A Novel Digital Twin Framework for Structural Health Monitoring
Structures can be subjected to cyclic loading and corrosive environment while they are in operation and undesired consequences can occur which can cause human life losses, economical losses, or environmental pollution. To minimize such risks, it is important to continuously monitor the health of structures by using sensors located at different parts of structures by establishing their “digital twin”, so that necessary actions can be taken before catastrophic consequences occur. There are various structural health monitoring approaches available for this purpose. In this seminar, a new methodology, known as inverse Finite Element Method (iFEM), will be presented. iFEM has various advantages for being fast and robust which makes it suitable for real-time monitoring. Moreover, it is not necessary to measure loading acting on the structure which may not be an easy task under operational conditions. iFEM has been utilised for different structure types which will be demonstrated as part of this seminar. In addition, the importance of the location and number of sensors will be highlighted.
While iFEM is a useful technique for detecting damage in a structure, it is also important to predict how damages can evolve in the future.

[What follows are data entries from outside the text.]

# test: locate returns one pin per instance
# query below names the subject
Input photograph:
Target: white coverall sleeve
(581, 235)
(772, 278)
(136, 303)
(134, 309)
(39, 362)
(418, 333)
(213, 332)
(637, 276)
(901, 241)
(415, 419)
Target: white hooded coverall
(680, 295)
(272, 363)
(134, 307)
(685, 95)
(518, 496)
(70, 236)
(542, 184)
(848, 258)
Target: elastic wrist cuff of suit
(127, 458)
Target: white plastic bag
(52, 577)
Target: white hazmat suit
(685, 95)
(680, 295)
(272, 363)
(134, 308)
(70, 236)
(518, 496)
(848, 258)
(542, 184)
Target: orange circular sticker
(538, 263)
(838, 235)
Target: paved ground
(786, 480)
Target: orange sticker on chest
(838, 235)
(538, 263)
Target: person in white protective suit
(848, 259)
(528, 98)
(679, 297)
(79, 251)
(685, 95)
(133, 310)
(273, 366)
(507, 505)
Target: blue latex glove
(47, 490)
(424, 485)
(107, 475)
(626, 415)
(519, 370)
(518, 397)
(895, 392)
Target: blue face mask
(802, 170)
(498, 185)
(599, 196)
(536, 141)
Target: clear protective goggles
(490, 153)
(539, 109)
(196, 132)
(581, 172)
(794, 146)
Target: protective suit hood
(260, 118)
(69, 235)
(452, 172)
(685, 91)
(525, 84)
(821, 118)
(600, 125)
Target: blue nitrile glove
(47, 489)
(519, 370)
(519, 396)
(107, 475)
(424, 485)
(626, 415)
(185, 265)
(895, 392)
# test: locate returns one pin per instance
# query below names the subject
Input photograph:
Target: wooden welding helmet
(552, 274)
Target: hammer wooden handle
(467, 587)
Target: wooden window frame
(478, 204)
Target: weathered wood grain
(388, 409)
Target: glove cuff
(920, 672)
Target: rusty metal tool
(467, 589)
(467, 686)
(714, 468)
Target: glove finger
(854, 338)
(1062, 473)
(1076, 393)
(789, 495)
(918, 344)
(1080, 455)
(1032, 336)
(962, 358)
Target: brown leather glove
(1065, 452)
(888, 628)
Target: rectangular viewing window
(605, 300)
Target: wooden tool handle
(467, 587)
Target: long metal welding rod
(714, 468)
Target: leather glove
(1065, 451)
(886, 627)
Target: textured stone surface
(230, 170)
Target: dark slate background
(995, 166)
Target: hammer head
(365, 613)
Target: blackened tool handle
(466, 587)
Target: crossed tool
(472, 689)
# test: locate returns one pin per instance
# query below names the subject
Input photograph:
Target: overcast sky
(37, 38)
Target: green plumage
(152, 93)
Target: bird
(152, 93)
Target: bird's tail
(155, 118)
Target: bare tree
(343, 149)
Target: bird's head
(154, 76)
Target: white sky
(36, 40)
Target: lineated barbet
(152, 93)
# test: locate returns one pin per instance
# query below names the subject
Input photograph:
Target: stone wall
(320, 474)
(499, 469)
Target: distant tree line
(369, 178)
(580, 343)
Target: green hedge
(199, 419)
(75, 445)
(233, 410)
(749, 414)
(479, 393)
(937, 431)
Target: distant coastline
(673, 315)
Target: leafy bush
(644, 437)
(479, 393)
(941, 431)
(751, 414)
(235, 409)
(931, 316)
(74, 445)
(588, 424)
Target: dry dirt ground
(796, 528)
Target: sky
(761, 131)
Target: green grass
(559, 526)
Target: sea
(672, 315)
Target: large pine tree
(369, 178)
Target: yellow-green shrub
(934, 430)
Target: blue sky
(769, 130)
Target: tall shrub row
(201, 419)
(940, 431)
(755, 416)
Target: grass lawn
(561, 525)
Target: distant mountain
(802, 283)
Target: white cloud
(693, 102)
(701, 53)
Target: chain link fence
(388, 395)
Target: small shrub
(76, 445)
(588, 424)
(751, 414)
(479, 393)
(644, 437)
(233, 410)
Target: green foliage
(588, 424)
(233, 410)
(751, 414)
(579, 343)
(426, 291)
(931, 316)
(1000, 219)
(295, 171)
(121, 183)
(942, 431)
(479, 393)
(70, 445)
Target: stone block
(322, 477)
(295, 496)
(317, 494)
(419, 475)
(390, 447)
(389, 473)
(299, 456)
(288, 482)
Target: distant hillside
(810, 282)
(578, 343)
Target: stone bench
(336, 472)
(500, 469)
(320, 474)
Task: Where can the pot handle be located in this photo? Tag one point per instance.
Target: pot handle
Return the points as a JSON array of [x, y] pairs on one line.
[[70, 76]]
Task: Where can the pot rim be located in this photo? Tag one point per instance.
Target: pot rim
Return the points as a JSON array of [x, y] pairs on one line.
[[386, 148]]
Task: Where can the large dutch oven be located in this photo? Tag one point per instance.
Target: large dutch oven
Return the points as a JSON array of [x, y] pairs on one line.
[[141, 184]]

Prediction of fracture and failure is a challenging research area. There are various methods available for this purpose including well-known finite element (FE) method. FE method is a powerful technique for deformation and stress analysis of structures. However, it has various disadvantages in predicting failure due to its mathematical structure. In order to overcome this problem, a new computational technique peridynamics was introduced. Peridynamics is a meshless approach and it is very suitable for predicting crack initiation and propagation in structures subjected to different types of loading and environmental conditions. In this seminar, various applications of peridynamics will be demonstrated.